Quando se fala em off shore, provavelmente vem a mente o caso “panama papers” ou o filme que se inspirou no escândalo “a lavanderia”. Em qualquer caso, a imagem não é nada boa. Mas queria esclarecer que sociedade off shore não é necessariamente veículo de ilícito. Pelo contrário, uma sociedade off shore nada mais é que uma entidade constituída (fora do território, daí o nome em inglês) e que portanto pode oferecer algumas vantagens para seus sócios/acionistas, dentre elas tributárias. Em suma, se a origem dos recursos e a atividade hospedada na off shore são lícitos e se tudo está devidamente declarado perante as autoridades locais, não há razão para a proscrição do instituto.
Como tudo em matéria de tributação envolve pré-conceitos, pré-juízos, este tema não é diferente. Veja por exemplo o caso da tributação em caso de extinção da off shore. Para entender o problema, é preciso retroagir ao ano de 2016, quando as autoridades do mundo estavam num movimento consistente de transparência e o Brasil aderiu à tendência global. No entanto, muitos brasileiros mantinham recursos no exterior e não haviam observado as normas vigentes à época da remessa dos valores para o exterior de modo que a transparência colocaria um grande número de contribuintes na mira das autoridades. Naquele momento, o país propôs um pacto de regularização consagrado na Lei n° 13.254/2016. Muitos brasileiros aderiram e aqui voltamos ao tema off shore.
Imagine que um brasileiro enviou dinheiro lícito para o exterior e para obter vantagem tributária tenha constituído uma sociedade off shore. Se os valores jamais foram declarados, como deveria ter agido o nosso contribuinte hipotético por ocasião da adesão ao “Regime de Regularização Cambial e Tributária (RERCT)”?
Segundo dispôs a Lei n° 13.254/2016, a orientação seria realizar a avaliação da sociedade pelo patrimônio líquido segundo balanço patrimonial levantado em 31 de dezembro de 2014:
Art. 4°. (…) § 8º Para fins da declaração prevista no caput , o valor dos ativos a serem declarados deve corresponder aos valores de mercado, presumindo-se como tal:(…) III – para os ativos referidos no inciso IV do art. 3º, o valor de patrimônio líquido apurado em 31 de dezembro de 2014, conforme balanço patrimonial levantado nessa data;
Portanto, o contribuinte tributaria esta participação societária em 15%, acrescido de 15% de multa (total 30%). Assim, muitos contribuintes o fizeram.

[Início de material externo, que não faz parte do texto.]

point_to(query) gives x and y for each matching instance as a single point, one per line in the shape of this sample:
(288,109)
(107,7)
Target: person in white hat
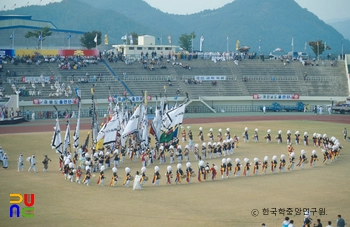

Ocorre que a Receita Federal, de forma inesperada e retroativamente, exarou entendimento de que na hipótese de extinção da referida sociedade, dever-se-ia adotar um regime híbrido de tributação. Esta orientação foi veiculada na Solução de Consulta n° 678 – COSIT de 28 de dezembro de 2017. Na visão do fisco, o valor que retorna ao sócio por ocasião da extinção da sociedade estrangeira, deve ser submetida a tributação da renda da pessoa física, segundo tabela progressiva do carnê-leão no mês do recebimento do valor.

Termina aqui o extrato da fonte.